Quicker startup with module-level __getattr__

This morning, someone on Twitter pointed me to PEP 562¹, which introduces __getattr__ and __dir__ at the module level. While __dir__ helps control which attributes are printed when calling dir(module), __getattr__ is the more interesting addition.

The __getattr__ method in a module works similarly to how it does in a Python class. For example:

class Cat:
    def __getattr__(self, name: str) -> str:
        if name == "voice":
            return "meow!!"
        raise AttributeError(f"Attribute {name} does not exist")


# Try to access 'voice' on Cat
cat = Cat()
cat.voice  # Prints "meow!!"

# Raises AttributeError: Attribute something_else does not exist
cat.something_else

In this class, __getattr__ defines what happens when specific attributes are accessed, allowing you to manage how missing attributes behave. Since Python 3.7, you can also define __getattr__ at the module level to handle attribute access on the module itself.
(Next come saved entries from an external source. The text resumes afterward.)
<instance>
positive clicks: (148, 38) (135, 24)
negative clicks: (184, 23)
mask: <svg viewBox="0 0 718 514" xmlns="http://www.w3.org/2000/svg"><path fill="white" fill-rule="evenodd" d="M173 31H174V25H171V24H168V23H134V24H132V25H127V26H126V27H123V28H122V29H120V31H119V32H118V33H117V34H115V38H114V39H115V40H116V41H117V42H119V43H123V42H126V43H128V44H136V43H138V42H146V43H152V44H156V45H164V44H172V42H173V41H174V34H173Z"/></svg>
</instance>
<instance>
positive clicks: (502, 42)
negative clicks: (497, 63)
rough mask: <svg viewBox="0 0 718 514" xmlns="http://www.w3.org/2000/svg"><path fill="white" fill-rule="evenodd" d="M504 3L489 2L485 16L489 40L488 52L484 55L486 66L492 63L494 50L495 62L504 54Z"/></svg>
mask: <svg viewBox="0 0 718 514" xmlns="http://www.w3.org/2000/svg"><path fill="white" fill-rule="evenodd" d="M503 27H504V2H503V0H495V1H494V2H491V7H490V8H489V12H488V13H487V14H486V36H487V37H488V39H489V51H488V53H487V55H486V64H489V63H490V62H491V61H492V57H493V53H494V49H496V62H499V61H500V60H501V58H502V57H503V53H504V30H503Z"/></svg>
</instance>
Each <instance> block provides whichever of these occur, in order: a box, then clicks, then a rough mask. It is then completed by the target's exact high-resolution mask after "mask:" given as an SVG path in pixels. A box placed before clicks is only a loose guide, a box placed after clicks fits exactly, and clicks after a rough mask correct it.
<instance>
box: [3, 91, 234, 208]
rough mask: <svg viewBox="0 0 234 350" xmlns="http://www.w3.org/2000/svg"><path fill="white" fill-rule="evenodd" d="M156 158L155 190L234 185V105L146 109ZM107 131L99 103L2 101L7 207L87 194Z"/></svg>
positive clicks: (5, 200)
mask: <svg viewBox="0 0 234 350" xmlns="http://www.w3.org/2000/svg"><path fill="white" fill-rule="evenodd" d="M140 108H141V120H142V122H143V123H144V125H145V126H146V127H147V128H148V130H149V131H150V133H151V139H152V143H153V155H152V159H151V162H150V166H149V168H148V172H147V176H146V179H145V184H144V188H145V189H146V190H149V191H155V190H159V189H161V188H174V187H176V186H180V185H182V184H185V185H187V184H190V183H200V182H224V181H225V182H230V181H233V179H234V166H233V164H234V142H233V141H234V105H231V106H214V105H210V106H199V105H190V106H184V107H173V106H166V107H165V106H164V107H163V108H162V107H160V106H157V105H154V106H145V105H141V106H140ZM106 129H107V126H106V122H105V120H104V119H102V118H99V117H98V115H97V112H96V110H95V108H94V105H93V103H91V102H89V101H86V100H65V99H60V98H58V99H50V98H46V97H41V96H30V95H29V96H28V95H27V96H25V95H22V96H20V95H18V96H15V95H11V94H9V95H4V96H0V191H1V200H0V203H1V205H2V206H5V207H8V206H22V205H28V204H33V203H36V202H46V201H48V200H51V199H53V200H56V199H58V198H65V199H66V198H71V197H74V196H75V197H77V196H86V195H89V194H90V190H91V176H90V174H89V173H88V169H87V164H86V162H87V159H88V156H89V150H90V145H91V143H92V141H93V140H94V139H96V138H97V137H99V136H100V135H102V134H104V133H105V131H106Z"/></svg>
For instance, if you have a module my_module.py:

# my_module.py


def existing_function() -> str:
    return "I exist!"


def __getattr__(name: str) -> str:
    if name == "dynamic_attribute":
        return "I was generated dynamically!"
    raise AttributeError(f"Module {__name__} has no attribute {name}")

Using this module:

# another_module.py

import my_module

print(my_module.existing_function())  # Prints "I exist!"
print(my_module.dynamic_attribute)  # Prints "I was generated dynamically!"
print(my_module.non_existent)  # Raises AttributeError

If an attribute isn’t found through the regular lookup (using object.__getattribute__), Python will look for __getattr__ in the module’s __dict__. If found, it calls __getattr__ with the attribute name and returns the result. But if you’re looking up a name directly as a module global, it bypasses __getattr__. This prevents performance issues that would arise from repeatedly invoking __getattr__ for built-in or common attributes.

One practical use for module-level __getattr__ is lazy-loading heavy dependencies to improve startup performance. Imagine you have a module that relies on a large library but don’t need it immediately at import.

# heavy_module.py

from typing import Any


def __getattr__(name: str) -> Any:
    if name == "np":
        import numpy as np

        globals()["np"] = np  # Cache it in the module's namespace
        return np
    raise AttributeError(f"Module {__name__} has no attribute {name}")

With this setup, importing heavy_module doesn’t immediately import NumPy. Only when you access heavy_module.np does it trigger the import:

# main.py

import heavy_module

# NumPy hasn't been imported yet.

# Code that doesn't need NumPy...

# Now we need NumPy
arr = heavy_module.np.array([1, 2, 3])
print(arr)  # NumPy is now imported and used

The first access to heavy_module.np imports NumPy (adding ~150ns), but since we cache np with globals()['np'] = np, subsequent accesses are fast, as the module now holds the reference to NumPy.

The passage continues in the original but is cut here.